Civic Responsibility, Environment

Santa Barbara Tragedy – Don’t Let It Happen Here

Click to see original imageRecent rains eased fire danger temporarily on the Central Utah ranges and forests – but the potential hazard is still there and extreme care should be used in guarding against fire outbreaks.

“While the rains helped, a good hot afternoon can put us right back where we were,” noted Floyd A. Lundell of Benjamin, county fire warden.

Utah County, luckier than some areas, hasn’t gone unscathed. In fact, the fire a few weeks ago in the hills north of Alpine could have broken into an expensive residential area had firefighting efforts not been successful. Four city fire departments and a bomber dropping chemicals figured in suppressing the flames.

Santa Barbara, Calif., wasn’t so fortunate as flames leaped through the brush and from home to home in an expensive suburb. When the smoke had cleared away some 200 homes had been destroyed along with many other buildings.

One of the frustrating factors in recent weeks has been the large number of fires in the West caused by lightning. News dispatches only a few days ago said something like 400 in California alone had their origin from lightning.

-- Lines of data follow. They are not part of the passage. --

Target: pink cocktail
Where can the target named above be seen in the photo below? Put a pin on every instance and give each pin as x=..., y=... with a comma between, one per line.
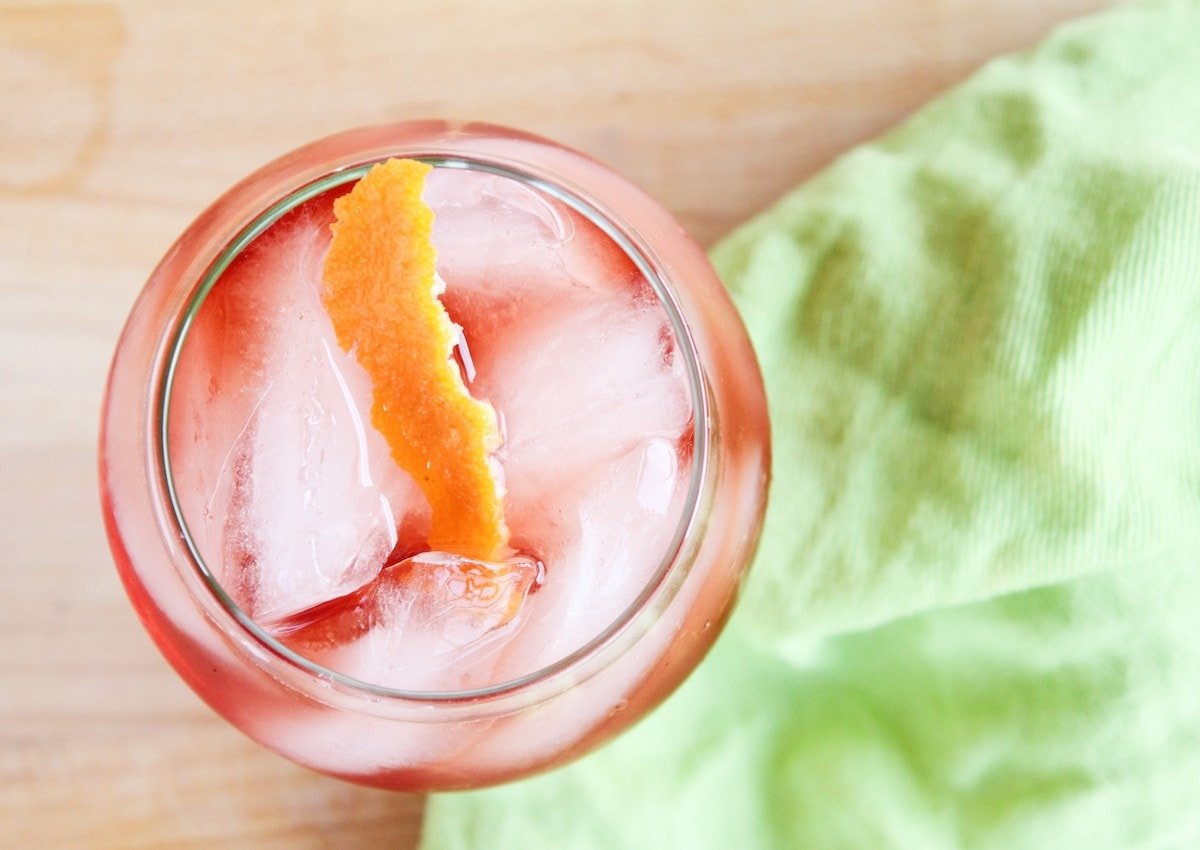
x=277, y=554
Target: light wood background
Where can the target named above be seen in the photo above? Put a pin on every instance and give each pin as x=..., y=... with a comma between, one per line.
x=119, y=121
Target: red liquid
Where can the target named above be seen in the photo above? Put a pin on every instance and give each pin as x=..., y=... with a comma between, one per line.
x=405, y=741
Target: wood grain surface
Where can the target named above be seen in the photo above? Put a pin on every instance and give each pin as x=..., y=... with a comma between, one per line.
x=119, y=121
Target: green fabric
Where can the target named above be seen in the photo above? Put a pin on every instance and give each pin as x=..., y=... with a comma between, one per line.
x=975, y=620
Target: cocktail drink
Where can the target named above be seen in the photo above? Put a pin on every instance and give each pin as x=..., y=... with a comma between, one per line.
x=433, y=455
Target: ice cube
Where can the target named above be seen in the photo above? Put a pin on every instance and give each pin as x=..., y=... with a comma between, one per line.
x=432, y=622
x=577, y=390
x=607, y=546
x=505, y=250
x=271, y=424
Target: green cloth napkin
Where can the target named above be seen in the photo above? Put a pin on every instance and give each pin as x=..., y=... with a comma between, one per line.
x=975, y=620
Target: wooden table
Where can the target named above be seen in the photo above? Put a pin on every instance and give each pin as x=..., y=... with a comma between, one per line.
x=119, y=121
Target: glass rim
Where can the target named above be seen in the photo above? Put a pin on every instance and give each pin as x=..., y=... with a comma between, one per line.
x=627, y=239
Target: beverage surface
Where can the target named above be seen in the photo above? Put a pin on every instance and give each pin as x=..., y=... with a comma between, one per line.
x=303, y=514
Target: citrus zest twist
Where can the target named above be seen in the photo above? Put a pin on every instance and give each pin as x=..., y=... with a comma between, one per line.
x=382, y=294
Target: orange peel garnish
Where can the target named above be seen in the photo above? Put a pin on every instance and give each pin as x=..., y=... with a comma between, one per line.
x=382, y=294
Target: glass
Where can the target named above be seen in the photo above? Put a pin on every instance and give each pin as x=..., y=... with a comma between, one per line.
x=436, y=740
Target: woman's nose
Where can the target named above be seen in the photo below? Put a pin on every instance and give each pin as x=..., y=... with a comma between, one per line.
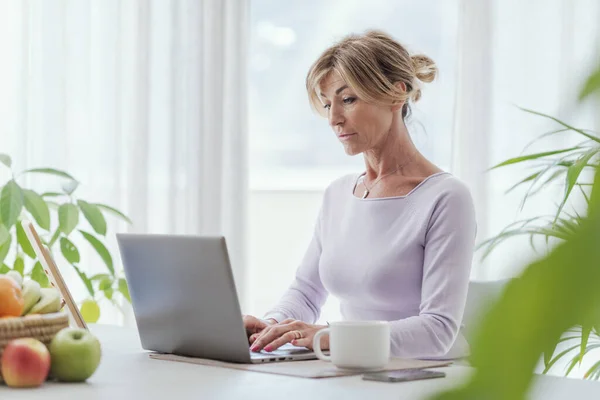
x=336, y=116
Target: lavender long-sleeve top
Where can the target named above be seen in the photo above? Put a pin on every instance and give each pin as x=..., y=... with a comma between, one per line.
x=404, y=259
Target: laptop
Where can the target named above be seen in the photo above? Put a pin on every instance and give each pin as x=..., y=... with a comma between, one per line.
x=185, y=301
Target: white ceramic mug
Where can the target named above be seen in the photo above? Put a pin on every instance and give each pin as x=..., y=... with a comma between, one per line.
x=356, y=344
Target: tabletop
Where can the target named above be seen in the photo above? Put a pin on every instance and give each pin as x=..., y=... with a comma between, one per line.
x=127, y=372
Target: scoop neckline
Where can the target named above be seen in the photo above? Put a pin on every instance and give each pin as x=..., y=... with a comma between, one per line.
x=394, y=197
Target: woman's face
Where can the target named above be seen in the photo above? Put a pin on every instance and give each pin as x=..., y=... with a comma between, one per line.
x=359, y=126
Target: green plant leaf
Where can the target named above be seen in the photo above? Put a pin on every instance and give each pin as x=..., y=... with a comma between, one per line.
x=4, y=268
x=4, y=234
x=534, y=156
x=90, y=311
x=38, y=275
x=580, y=131
x=591, y=85
x=108, y=293
x=23, y=241
x=68, y=217
x=6, y=160
x=19, y=265
x=69, y=251
x=35, y=204
x=549, y=297
x=11, y=203
x=50, y=171
x=558, y=357
x=99, y=277
x=585, y=336
x=578, y=358
x=115, y=212
x=124, y=289
x=86, y=281
x=52, y=194
x=94, y=216
x=101, y=250
x=5, y=248
x=70, y=186
x=105, y=283
x=594, y=370
x=573, y=175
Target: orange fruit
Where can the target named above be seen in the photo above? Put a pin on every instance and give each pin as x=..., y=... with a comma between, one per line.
x=11, y=298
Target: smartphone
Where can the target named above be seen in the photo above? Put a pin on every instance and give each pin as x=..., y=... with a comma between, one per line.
x=403, y=375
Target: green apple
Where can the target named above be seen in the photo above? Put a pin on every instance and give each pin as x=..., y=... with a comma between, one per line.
x=75, y=354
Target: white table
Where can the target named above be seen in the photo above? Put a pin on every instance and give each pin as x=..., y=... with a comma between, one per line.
x=126, y=372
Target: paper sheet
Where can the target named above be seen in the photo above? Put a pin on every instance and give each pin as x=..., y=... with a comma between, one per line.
x=302, y=369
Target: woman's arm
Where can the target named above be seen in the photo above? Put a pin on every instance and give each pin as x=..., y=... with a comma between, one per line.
x=448, y=252
x=306, y=295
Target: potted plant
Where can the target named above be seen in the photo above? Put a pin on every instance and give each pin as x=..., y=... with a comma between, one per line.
x=59, y=218
x=552, y=294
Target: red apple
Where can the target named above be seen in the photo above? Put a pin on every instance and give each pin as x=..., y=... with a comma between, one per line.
x=25, y=363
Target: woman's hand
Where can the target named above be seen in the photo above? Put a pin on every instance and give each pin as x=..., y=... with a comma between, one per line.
x=291, y=331
x=255, y=325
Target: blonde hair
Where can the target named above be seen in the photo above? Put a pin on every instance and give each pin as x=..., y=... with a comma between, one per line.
x=372, y=64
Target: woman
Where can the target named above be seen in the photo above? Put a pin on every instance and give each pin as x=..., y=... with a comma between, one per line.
x=394, y=243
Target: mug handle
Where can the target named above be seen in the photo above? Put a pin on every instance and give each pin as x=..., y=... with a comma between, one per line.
x=317, y=344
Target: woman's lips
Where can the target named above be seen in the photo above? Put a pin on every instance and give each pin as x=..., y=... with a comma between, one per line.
x=346, y=136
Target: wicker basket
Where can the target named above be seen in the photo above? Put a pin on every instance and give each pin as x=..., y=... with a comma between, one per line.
x=42, y=327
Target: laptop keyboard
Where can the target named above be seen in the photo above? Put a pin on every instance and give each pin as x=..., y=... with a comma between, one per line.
x=285, y=350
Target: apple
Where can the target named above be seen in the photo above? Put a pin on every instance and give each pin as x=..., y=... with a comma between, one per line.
x=25, y=363
x=75, y=355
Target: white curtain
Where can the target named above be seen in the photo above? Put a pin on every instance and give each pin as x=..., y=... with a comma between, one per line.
x=142, y=101
x=531, y=54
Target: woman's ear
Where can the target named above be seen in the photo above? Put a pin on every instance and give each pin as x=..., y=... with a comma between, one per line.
x=398, y=106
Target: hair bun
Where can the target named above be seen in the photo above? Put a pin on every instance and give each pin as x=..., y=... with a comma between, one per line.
x=425, y=68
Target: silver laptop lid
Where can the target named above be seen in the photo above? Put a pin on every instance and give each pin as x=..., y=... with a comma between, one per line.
x=183, y=295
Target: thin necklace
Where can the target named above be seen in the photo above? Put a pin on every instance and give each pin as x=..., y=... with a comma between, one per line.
x=368, y=190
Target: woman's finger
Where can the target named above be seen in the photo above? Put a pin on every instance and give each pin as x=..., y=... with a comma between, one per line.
x=269, y=335
x=253, y=338
x=266, y=336
x=304, y=342
x=285, y=338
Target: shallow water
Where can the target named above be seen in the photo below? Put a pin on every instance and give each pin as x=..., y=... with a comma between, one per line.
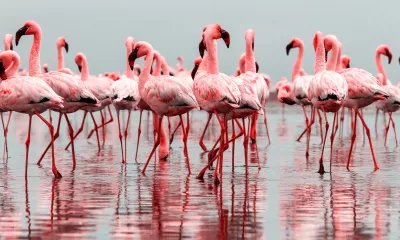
x=285, y=199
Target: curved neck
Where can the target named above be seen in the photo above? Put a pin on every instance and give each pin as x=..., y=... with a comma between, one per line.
x=380, y=67
x=145, y=73
x=60, y=58
x=319, y=64
x=250, y=63
x=212, y=64
x=85, y=69
x=242, y=62
x=129, y=71
x=332, y=61
x=297, y=64
x=34, y=56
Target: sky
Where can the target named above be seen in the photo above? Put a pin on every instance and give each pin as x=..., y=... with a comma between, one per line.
x=99, y=29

Utah’s most tragic brush fire to date undoubtedly was the one in the Flaming Gorge region near the Utah – Wyoming border which claimed three lives when a wind shift caused a 20-foot wall of fire to engulf three firefighters from the Uinta Basin. This blaze was caused by lightning.

Another serious fire was the one in Juab County, with some 700 acres blackened in the vicinity of Mt. Nebo.

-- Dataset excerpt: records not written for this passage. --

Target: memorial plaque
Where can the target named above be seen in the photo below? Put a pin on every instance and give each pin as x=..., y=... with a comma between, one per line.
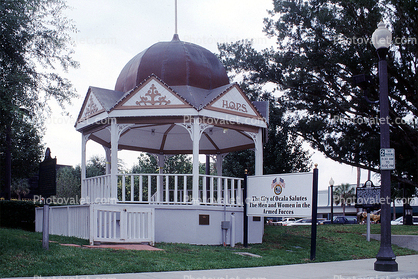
x=368, y=197
x=48, y=176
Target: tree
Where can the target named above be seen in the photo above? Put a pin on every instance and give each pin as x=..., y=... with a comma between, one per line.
x=321, y=46
x=20, y=187
x=283, y=152
x=96, y=166
x=69, y=182
x=344, y=194
x=34, y=42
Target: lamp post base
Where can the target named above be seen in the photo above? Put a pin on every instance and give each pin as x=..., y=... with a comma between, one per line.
x=386, y=265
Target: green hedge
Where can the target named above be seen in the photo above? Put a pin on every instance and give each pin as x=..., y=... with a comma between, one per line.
x=18, y=214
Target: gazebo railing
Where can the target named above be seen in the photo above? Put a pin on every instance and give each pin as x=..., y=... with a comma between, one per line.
x=178, y=189
x=96, y=190
x=164, y=189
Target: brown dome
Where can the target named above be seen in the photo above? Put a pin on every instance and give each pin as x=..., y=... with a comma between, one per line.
x=176, y=63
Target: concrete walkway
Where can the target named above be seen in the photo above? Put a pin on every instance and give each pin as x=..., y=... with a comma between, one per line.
x=405, y=241
x=356, y=269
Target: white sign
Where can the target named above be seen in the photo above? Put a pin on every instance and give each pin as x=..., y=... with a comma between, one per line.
x=280, y=195
x=387, y=158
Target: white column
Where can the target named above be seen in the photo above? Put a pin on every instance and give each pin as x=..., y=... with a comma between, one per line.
x=114, y=137
x=196, y=139
x=108, y=159
x=84, y=140
x=161, y=162
x=219, y=158
x=259, y=152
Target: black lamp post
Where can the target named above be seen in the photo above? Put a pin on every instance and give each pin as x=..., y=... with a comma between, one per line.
x=331, y=184
x=385, y=258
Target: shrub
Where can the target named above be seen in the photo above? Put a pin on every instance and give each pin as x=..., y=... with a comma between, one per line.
x=18, y=214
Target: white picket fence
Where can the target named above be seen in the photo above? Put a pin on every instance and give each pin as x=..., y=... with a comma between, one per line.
x=73, y=220
x=119, y=223
x=101, y=223
x=165, y=189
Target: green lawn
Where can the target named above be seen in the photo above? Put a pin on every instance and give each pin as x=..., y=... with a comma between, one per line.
x=22, y=254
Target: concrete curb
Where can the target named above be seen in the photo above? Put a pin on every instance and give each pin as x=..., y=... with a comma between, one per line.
x=355, y=269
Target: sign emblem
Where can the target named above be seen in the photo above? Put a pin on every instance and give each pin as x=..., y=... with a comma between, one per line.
x=278, y=185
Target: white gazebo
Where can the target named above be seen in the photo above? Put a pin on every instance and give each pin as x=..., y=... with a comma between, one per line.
x=172, y=98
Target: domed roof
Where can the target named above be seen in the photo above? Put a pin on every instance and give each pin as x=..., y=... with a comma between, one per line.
x=176, y=63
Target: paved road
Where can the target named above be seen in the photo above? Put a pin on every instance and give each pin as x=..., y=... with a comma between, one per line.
x=356, y=269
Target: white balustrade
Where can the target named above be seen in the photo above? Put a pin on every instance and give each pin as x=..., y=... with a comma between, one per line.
x=165, y=189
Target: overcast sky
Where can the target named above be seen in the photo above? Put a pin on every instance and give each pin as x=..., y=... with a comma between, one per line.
x=112, y=32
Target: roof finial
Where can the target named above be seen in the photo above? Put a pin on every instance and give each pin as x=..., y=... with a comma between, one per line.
x=176, y=36
x=175, y=17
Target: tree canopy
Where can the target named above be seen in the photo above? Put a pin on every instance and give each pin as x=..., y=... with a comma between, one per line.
x=34, y=43
x=321, y=45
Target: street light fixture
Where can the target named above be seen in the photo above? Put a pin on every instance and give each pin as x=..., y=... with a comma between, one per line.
x=331, y=184
x=385, y=258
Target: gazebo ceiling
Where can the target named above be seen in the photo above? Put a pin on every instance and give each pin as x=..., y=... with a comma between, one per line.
x=174, y=138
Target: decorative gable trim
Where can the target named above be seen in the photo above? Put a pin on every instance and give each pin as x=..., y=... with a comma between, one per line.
x=152, y=94
x=91, y=107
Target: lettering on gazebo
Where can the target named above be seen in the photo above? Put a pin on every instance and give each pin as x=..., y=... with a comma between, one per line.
x=234, y=106
x=153, y=94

California fires, particularly the one at Santa Barbara, and the repelled threat as Alpine in north Utah County have demonstrated conclusively that people residing in the mountain and foothill face a special brush fire hazard.

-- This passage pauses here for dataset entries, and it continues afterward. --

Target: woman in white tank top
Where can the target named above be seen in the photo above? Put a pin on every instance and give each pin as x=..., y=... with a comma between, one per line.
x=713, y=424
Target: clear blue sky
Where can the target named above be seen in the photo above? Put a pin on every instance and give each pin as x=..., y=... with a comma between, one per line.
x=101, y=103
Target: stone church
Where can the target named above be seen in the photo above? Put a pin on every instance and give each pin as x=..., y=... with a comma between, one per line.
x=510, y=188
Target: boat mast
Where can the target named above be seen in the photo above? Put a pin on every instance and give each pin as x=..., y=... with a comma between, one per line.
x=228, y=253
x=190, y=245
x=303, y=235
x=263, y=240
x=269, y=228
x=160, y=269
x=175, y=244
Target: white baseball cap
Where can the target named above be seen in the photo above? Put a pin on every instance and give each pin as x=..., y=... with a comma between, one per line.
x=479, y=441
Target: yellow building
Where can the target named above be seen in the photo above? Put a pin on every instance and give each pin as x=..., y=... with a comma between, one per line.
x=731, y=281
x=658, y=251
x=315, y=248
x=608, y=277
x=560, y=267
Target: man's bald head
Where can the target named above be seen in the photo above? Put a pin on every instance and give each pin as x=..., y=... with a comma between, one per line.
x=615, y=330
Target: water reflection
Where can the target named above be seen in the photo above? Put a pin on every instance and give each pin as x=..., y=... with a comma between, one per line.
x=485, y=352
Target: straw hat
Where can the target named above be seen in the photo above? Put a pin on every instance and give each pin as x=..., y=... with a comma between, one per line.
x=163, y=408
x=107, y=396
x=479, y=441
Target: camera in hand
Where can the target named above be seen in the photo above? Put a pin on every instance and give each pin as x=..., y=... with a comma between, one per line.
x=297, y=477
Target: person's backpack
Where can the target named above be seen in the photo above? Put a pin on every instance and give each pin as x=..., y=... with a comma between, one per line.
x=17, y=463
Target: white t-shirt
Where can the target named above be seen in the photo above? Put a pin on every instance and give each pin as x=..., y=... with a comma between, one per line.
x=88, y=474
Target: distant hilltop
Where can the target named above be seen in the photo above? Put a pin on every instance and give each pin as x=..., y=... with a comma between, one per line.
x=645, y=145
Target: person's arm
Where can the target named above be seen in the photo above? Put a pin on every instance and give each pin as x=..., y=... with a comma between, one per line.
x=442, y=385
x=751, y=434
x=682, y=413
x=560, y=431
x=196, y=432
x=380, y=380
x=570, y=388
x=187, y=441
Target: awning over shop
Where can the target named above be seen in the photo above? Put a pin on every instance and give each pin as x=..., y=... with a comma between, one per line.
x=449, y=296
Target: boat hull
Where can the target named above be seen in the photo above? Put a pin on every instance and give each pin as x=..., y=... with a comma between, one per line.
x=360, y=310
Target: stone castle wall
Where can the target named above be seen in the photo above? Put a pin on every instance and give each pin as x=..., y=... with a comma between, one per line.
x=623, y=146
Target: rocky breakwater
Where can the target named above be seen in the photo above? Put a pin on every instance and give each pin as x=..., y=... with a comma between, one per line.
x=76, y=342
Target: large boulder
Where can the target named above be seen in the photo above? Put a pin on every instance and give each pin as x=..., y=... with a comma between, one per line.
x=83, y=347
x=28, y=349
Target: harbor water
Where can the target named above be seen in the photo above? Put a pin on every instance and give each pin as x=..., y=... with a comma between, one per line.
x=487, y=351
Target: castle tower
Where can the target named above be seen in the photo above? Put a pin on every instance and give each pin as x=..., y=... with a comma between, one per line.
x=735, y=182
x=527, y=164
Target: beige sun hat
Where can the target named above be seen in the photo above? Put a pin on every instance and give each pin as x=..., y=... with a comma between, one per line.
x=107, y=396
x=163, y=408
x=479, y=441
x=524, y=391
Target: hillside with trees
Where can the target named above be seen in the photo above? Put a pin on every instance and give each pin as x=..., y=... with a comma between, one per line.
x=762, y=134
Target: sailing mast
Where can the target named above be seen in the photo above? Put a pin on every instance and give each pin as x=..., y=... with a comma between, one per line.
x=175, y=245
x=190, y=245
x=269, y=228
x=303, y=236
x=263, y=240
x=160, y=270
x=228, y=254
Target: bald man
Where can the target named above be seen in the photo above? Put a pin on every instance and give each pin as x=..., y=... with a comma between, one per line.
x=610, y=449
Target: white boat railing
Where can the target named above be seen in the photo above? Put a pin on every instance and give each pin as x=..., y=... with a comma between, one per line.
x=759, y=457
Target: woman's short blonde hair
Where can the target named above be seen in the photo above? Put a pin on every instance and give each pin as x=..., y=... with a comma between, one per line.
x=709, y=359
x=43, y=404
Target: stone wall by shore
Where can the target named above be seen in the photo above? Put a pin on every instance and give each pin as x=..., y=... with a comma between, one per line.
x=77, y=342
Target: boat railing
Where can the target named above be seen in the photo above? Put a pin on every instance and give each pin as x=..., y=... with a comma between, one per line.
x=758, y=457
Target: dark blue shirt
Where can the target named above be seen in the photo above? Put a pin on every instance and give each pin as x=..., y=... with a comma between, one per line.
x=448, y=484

Mr. Lundell suggests that such residents clean the brush away, plant grass, and remove weeds that fill in from time to time. Additional advice from the fire warden: Don’t allow anyone to play with matches; apply all fire prevention rules; and use common sense caution in all situations.

Right here in Utah County we have many residential areas extending into the hills – on Provo’s east benches, in the Alpine and Salem areas; in the canyons, etc.

Besides the sickening tragedy of lives lost and economic loss, fires can ruin vast areas of forest and range lands. Just the other day it was reported that scores of tires had burned 80,000 to 90,000 acres of brush and timberland in northern and central California.

Don’t take a chance. Be ever cautious. Prevent fire tragedy.